Yes! I've always wanted to see more done with the Draconians.
 
The Draconians are interesting to me in that 1) they're a part of Doctor Who's brief detour into space opera and 2) they're alien characters rather than monsters. They feel like a road not taken to a more science-fictional, future history Doctor Who.

Looked at the lastest Vortex from Big Finish and the Draconians are making a return in an upcoming 3rd Doctor Adventure but I guess they aren't memorable enough for to bring them back for a tv adventure. Then again I can't really see any of the more recent doctors being a good match for them in a character sense where as the 3rd Doctor seems just right.
 
I don't see an "'Any' Last Doctor Who Story You Watched" or a "Last NuWho Story You Watched", so please forgive my placing this post in this thread. A moderator can move or delete it as they see fit.
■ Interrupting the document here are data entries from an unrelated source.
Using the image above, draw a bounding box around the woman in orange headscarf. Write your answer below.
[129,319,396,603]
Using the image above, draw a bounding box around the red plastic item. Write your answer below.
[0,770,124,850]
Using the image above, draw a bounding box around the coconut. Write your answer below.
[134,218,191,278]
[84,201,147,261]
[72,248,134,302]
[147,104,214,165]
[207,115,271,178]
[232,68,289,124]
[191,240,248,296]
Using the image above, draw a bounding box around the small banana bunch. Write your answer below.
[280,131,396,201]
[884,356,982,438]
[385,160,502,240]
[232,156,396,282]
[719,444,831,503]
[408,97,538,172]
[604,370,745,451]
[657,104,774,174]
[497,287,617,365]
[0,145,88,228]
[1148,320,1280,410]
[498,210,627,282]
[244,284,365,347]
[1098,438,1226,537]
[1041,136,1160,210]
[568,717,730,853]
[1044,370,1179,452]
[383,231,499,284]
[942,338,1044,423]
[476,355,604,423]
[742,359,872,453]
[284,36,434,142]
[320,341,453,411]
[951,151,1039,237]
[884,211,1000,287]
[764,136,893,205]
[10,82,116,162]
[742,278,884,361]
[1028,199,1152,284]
Anyway, last week finally cracked open the budget collection of revival series DVDs I purchased early last year and today I watched "New Earth", David Tennant's first regular episode. I caught something I missed upon its first US airing. Somehow, I got it in my head that Novice Hame was innocent of the nefarious deeds of the elder Sisters, that she was ignorant of the patients in the secret research lab being used as guinea pigs. Thus, I really felt bad for her arrest and the subsequent imprisonment mentioned in "Gridlock".

But, seeing it again, I realized it was Hame herself who found the Doctor and Rose, dominated by Lady Cassandra's mind, in the facility and tried to convince them the patients were just mindless bags of flesh required for testing cures.
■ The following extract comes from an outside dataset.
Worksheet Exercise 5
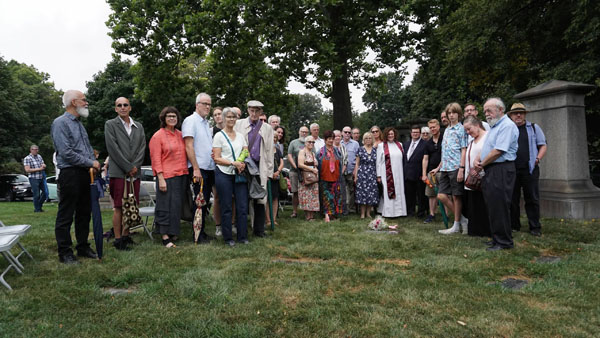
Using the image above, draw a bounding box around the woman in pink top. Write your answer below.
[150,107,189,248]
How did I miss something so obvious? Maybe I just wanted to believe she was ignorant of the dark practices because she seemed a bit kinder than the other two who just dripped with elitism and I somehow convinced myself it was one of the elder Sisters, the one with the rounder face.

Still, at least she was redeemed in her second appearance and Russell T. Davies gave her a tear jerking deathbed scene in one of the lockdown presentations with Anna Hope reprising her role. Never the less, oy, do I feel dumb for confusing the narrative and deluding myself.